Winter has suddenly and not entirely expectedly descended on England this week and, predictably, it is playing merry havoc with the football schedules on the last Saturday before Christmas. At the time of writing, thirteen matches in the Football League have already been postponed, and it is likely that more will follow. Some may view this as a welcome opportunity to get in some Christmas shopping, but others will undoubtedly grumble at having nothing to do this afternoon. Those that are unhappy at postponements and cancellations should, however, pause for thought and consider the 1962/63 season, when winter arrived with a bang at Christmas and didn’t budge for two months.
Forty-seven years ago was several lifetimes in terms of the evolution of the game and in some ways it could be argued that the 1962/63 season was the last season of “old” football. Within two years, regular television coverage would come in the form of “Match Of The Day”, and the 1962/63 season was the last season in which none of the current Champions League Four of Manchester United, Chelsea, Arsenal or Liverpool finished in the top four in the First Division. A couple of Football League clubs still didn’t even have floodlights in the autumn of 1962. A couple of the names in the basement of the Football League (Division Four was in its fifth season) – Workington and Southport, for example – have a feintly archaic ring to them. Hartlepools United still described themselves in the plural, Swansea City were still Swansea Town and AFC Bournemouth were still Bournemouth & Boscombe Athletic.
The season had started with one major change. At a time during which admission to the Football League was on a strictly need to know basis, Oxford United had been voted in to replace Accrington Stanley, who had expired in February 1962. All went on as per normal until just before Christmas, but the weather turned and football, which, at the time, had very little of the technology that keeps matches going through the winter. Goodison Park had become the first English ground to fit under-soil heating in 1958 (although Arsenal had experimented, unsuccessfully, with it beforehands), but the overwhelming majority of clubs were completely unprepared for the cold snap.
A cold snap, in fact, would probably be understating things somewhat. Most of Britain stayed under a thick blanket of snow, and average temperatures stayed at around -6 degrees centigrade. It was the coldest winter in Britain since 1740. The biggest single casualty was the Third Round of the FA Cup, which took sixty-six days to complete and involved a total of two hundred and sixty-one postponements. The FA Cup final between Manchester United and Leicester City was eventually played on the 25th of May, with the two-legged final of the League Cup between Birmingham City and Aston Villa being played either side of it.
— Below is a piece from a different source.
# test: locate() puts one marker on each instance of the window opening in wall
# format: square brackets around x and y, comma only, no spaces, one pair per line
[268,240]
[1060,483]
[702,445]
Faced with the onerous job of having to keep their players fit with only occasional match practice (Barnsley were the worst hit club of all, playing just two matches between the 22nd December 1962 and the 12th March 1963), clubs had to think laterally. Many trained indoors, while Coventry City flew to Ireland (which had escaped the worst of the weather) for friendly matches at the behest of manager Jimmy Hill, including a match against Manchester United in Dublin that was played in front of a crowd of 20,000 and ended in a 2-2 draw. Several clubs managed to defrost their pitches only for them to freeze again straight away, leaving them in an even worse state than before. Norwich City used military flame-throwers on the Carrow Pitch and flooded it, while at Blackpool similar flooding led to then England internationals Jimmy Armfield and Tony Waiters being photographed ice skating on the pitch at Bloomfield Road. Halifax Town saw this through to its natural conclusion, turning the pitch at The Shay into a public ice rink and charging to use it.
The football pools companies, horrified at the losses that they were running up with the mass cancellations, took action and the pools panel came into being. The first panel was made of of the extravagently-moustached Consiverative MP Gerald Nabarro, former players George Young, Ted Drake andTommy Lawton and former referee Arthur Ellis, who would go on to find national fame on the television show “It’s A Knockout”. They first sat on the 26th of January 1963, giving their verdict on what they felt would happen in matches that had been called off, and they still sit today.
When things started to get back to normal, Everton were the team to react to all of the disruption and won by the Football League championship by six points (under three points for a win, they would have won it by eleven points), with Tottenham Hotspur finishing in second place, Burnley finishing third and Leicester City in fourth place. One club that didn’t react well to the distraction was Manchester United, who finished the season just three points and two places above the relegation positions. United did, however, finish the season on a high, beating Leicester City in the FA Cup final and their supporters may also have taken heart from the surprise relegation of local rivals Manchester City, who went down with Leyton Orient, who were playing the only season of top division football in their history. They were replaced by Stoke City (who featured a by then forty-eight year old Stanley Matthews) and Chelsea.
Almost half a century on, lessons have been learnt from that particularly long and harsh winter. Advances in technology and more sophisticated groundskeeping means that under-soil heating isn’t even always required to keep matches going in cold weather. Even now, for example, Premier League Fulham don’t have under-soil heating but their match against Manchester United still goes ahead. As you sit at home this afternoon watching the showjumping and possibly cursing under your breath, though, you may find it beneficial to pause and think about the 1962/63 season. Things could be much, much worse.